The change of name in 1903 led immediately to the concept that the Society should not be limited to Toronto, but should become national in scope. The second Centre to be established was that of Ottawa in 1906, where the Dominion Observatory was being set up. In Ottawa W.F. King, Carlyle S. Beals, and Peter M. Millman along with equally notable collaborators made major contributions to professional astronomy, and the Society.
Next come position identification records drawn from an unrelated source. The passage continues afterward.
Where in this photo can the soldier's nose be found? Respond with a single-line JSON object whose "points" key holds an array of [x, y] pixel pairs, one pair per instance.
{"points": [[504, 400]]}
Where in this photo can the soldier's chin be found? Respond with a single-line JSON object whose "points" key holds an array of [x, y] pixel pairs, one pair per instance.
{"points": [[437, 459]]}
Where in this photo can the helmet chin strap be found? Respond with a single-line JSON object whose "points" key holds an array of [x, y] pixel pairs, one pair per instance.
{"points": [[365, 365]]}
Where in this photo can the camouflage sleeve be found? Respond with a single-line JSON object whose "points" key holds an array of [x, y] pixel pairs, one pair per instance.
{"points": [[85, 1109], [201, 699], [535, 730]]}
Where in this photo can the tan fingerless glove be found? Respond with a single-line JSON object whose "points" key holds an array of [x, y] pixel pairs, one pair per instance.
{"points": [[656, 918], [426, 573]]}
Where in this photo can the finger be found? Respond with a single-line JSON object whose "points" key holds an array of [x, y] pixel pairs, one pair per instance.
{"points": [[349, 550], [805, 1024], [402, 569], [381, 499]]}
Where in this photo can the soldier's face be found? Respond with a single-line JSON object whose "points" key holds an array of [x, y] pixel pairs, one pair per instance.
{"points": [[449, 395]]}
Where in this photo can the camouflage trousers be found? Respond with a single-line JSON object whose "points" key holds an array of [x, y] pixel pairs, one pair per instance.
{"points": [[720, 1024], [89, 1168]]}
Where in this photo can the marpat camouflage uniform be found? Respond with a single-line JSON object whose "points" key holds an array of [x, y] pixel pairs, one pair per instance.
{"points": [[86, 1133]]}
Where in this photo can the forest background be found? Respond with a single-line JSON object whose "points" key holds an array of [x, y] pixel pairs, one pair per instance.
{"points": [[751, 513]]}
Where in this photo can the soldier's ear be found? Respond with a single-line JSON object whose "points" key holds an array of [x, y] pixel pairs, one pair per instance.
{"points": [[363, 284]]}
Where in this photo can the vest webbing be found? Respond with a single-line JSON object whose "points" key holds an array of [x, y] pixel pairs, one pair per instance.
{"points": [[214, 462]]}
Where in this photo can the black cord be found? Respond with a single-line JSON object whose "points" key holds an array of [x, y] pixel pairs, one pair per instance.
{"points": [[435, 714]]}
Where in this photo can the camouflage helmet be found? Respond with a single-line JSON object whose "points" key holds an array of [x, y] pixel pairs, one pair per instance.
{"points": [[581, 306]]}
The other early regional RASC node with a strong commitment to research and leading professional involvement was Victoria Centre, thanks to J.S. Plaskett, Andrew McKellar, R.M. Petrie, and colleagues.
Outstanding amateur members have made their mark on astronomy, and contributed to making the RASC more than just an astronomy club, among them David H. Levy, Paul Boltwood, and Damien Lemay, among many others.
As mentioned earlier, the close involvement of professionals in the Society and their provision of leadership changed with the rise of the Canadian Astronomical Society/Société Canadienne d’Astronomie (CASCA), during the long decade 1971-1983. CASCA is the voice of professional astronomy in Canada, and its Board of Directors forms the Canadian National Committee of the International Astronomical Union (IAU). Due to the changing nature of how cutting-edge astronomy was done nationally, and internationally in the 1970s, and the changing demands of securing big money for big science, the creation of a Canadian professional society was inevitable and necessary for the health of the discipline. Relations between RASC and CASCA remain cordial and cooperative, but the fact that professional involvement in the older Society has progressively and dramatically declined since 1971 has not been entirely to the good. Fortunately, some professionals are still members, and contribute significantly, such as James Hesser, John R. Percy, Douglas P. Hube, Doug Welch, Roberto Abraham, and Mike Reid, to name a few.
With 29 Centres from sea to sea across Canada, and well-over 4000 members, the Society has the potential to be significant within the scientific fabric of the country. Furthering science literacy isn't just noble, it's essential, for to quote Neil deGrasse Tyson:
“I would teach how science works as much as I would teach what science knows. I would assert (given that essentially, everyone will learn to read) that science literacy is the most important kind of literacy they can take into the 21st century.”
With luck and discernment it is to be hoped that the Society can summon the vision to remain useful to our fellow citizens in the coming years.